To put the past week in some broader context context, consider that the last debate was 13 days ago. Since then we learned that one of the nominees lost almost a billion dollars in on tax year.  And no one is talking about that.

I started thinking about questions for this debate a week ago and I realized something: it's difficult to phrase good questions for Donald Trump.  Whatever you ask, he will just pick up a bead and run with it. The debate rules prohibit the audience members from asking follow-up questions, although the moderator can do so.  They will have their work cut out for them.

Donald has a pretty good knack for reading rubes.  He normally might be well suited to this debate. He might, for instance, be able to read the mood of the qestioners well enough to give them the feeling that he is relating to them, even as the words he deliversa re indecipehrable nonsense.  Of course, he will have to deal with an extra heaping of anger and resentment tonight, of the media, of his opponnent and of the party establishment that is abandoning him by the hour. He may think that his best tactic is to attack, attack, attack.  That will be an epic mistake and very awkward television history, sort of like if somone stood up at Westminster Abbey and interrupted the Pincess Diane/Prince Charles weddding by bringing up Chuck's love for Camilla Parker Bowles.

For Donald Trump.
1. You have spoken at campaign rallies about recent incidents between the United States Navy and the Iranian Navy.  You have remarked on the fact that some Iranian sailors make obscene gestures to our destroyers and that if you were the commander-in-chief you would order the commanders of those ships to kill the offending sailors.  When told that this would constitute an act of war, you claimed that it would not.  Let's suppose that after you take office, an American sailor fliped of an Iranian vessel and the Iranian ship responded by shooting that sailor dead.  How would you respond to the death of that American sailor?


2.  You often brag about having graduated from the Wharton School of Business. Whenever discussing trade deals you refer to trade deficits that the United States runs with other countries as those countries "stealing" or "taking" money from "us."  Why do you think trade imbalances are theft?

3. You have said that Climate Change is a hoax created by the Chinese to undermine American manufacturing.
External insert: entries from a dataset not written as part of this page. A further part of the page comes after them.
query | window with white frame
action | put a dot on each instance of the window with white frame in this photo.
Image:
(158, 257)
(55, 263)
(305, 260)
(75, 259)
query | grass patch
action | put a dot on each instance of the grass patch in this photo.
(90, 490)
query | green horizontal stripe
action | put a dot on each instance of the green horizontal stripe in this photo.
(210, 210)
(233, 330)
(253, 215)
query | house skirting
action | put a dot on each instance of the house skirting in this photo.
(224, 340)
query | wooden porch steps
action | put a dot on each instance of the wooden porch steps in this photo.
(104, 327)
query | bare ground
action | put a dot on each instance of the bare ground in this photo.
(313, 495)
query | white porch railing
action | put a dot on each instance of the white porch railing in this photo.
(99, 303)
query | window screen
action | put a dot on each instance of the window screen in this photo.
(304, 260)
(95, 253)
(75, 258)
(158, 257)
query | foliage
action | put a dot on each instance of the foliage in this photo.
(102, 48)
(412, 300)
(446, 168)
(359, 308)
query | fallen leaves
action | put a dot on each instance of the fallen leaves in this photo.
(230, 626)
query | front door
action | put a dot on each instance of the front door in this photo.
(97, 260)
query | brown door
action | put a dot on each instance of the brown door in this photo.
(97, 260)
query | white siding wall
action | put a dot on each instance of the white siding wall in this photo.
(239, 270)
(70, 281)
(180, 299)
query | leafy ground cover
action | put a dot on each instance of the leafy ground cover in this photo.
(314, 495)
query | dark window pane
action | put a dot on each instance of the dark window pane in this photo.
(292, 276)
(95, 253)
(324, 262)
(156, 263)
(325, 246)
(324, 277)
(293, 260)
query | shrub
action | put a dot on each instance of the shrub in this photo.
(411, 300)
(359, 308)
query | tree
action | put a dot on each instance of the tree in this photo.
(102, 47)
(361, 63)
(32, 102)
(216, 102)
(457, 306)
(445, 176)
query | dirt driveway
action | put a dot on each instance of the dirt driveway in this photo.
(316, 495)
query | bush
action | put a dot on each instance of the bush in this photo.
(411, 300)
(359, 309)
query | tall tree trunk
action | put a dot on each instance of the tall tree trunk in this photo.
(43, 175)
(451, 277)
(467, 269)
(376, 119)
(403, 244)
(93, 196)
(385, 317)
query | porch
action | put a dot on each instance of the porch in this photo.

What evidence do you have for this and how much time have you spent analyzing the scientific evidence for climate change, which has been accepted by virtually every climate scientist on the planet.

Bonus Retread Question:  In your campaign speeches you oftne say that business experience and knowledge of how to get business deals done as the most important qualifiction you have to serve as president.  You have blamed a lot of President Obama's failures on his lack of business experience.  Why then did you choose Mike Pence, a man with absolutely no business experience to be your running mate?  (Incredibly, the Republican party has twice nominated buisness men for president on the theory that those skills translate well to being president. And yet both men choose as their would-be successor men with literally zero such experience.)

For Secretary Clinton.

1. Throughout your career you have shown a prediliction for secrecy. Recent examples include your refusal to release transcripts of speeches given to private banks and your decision to use a private email server so as to minimize having your communications be subject to disclosures required of official documents. Often the consequences of this sercrecy is more sever than the consequences of prior disclosure would have been  Have you learned this lessoon and will you pledge to err on the side of transparency going forward

2. The United States gives about 3 billion dollars of foreign aid to Israel every year.  Israel is a wealthy country that continues to violate international law by occupying Palestinian territory and building illegal settlements there. What does the United States get for this aid and will you be willing to withhold those funds if Israel continues to refuse to work towards an indpendent Palestinian state?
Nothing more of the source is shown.